There are a number of ways to make the computation faster still.
- At the moment, the code doesn’t do any subgraph result caching in the forward pass: if a node is used twice in the forward pass, all of the computations it depends on will be done twice. This can easily be solved via a simple topological sort algorithm, marking the nodes as evaluated once they have evaluated their value. (Addendum: this turns out to be incredibly important for recurrent neural networks, so is now implemented.)
- Similarly, gradients are passed straight to parameter nodes in the backward pass. If a node is used more than once, this means that unnecessary work is done in passing its gradients down one at a time. Accumulating all the gradients and only recursing once will save on that work. (Addendum: as above.)
- There is some unnecessary copying of inputs; making better use of references when possible should yield some small performance gains.
I have written (and continue to maintain) a number of open-source Python ML packages. The models are written by hand in Cython, and while they perform well, extending them is tricky. This is due partly to Cython’s limitations, and partly due to the effort required for manual derivation of update rules.

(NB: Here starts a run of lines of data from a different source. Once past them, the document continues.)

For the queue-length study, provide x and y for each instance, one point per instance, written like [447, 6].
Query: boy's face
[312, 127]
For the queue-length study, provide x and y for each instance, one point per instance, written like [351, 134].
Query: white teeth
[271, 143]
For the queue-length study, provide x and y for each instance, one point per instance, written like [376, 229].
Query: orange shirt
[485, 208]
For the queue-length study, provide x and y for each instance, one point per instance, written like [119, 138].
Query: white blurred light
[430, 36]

I hope that this library (or some variation thereof) will make that task easier, and allow me to more easily implement complex models and release them as standalone Python packages. I’ll report back on how I fare.
Turns out that the graph representation is a little bit problematic when applied to recurrent neural networks: at every step of the recurrence, the complexity of the resulting types increases, leading to rather baroque types:
Variable<nodes::LogNode<nodes::SoftmaxNode<nodes::DotNode<layers::recurrent::LSTMCellHidden<layers::recurrent::LSTMCellState<layers::recurrent::LSTMCellSt ate<layers::recurrent::LSTMCellState<nodes::InputNode, nodes::InputNode, nodes::IndexNode<nodes::ParameterNode>>, layers::recurrent::LSTMCellHidden<nodes::InputNode, nodes::InputNode, nodes::IndexNode<nodes::Par ameterNode>>, nodes::IndexNode<nodes::ParameterNode>>, layers::recurrent::LSTMCellHidden<layers::recurrent::LSTMCellState<nodes::InputNode, nodes::InputNode, nodes::IndexNode<nodes::ParameterNode>>, layers::recu rrent::LSTMCellHidden<nodes::InputNode, nodes::InputNode, nodes::IndexNode<nodes::ParameterNode>>, nodes::IndexNode<nodes::ParameterNode>>, nodes::IndexNode<nodes::ParameterNode>>, layers::recurrent::LSTMCellHid den<layers::recurrent::LSTMCellState<layers::recurrent::LSTMCellState<nodes::InputNode, nodes::InputNode, nodes::IndexNode<nodes::ParameterNode>>, layers::recurrent::LSTMCellHidden<nodes::InputNode, nodes::Input Node, nodes::IndexNode<nodes::ParameterNode>>, nodes::IndexNode<nodes::ParameterNode>>, layers::recurrent::LSTMCellHidden<layers::recurrent::LSTMCellState<nodes::InputNode, nodes::InputNode, nodes::IndexNode<nod es::ParameterNode>>, layers::recurrent::LSTMCellHidden<nodes::InputNode, nodes::InputNode, nodes::IndexNode<nodes::ParameterNode>>, nodes::IndexNode<nodes::ParameterNode>>, nodes::IndexNode<nodes::ParameterNode> >, nodes::IndexNode<nodes::ParameterNode>>, nodes::ParameterNode>>>>
Needless to say, after a couple of recurrent steps the compiler gives up. This can be resolved by implementing a fused LSTM cell, rather than assembling it from simpler operations, or opting for selective type erasure via trait objects. So far, I’ve used the second solution: the output values of each LSTM cell have their concrete types erased by boxing them up in a trait object. Still, it illustrates the dangers of relying on complex type system constructs.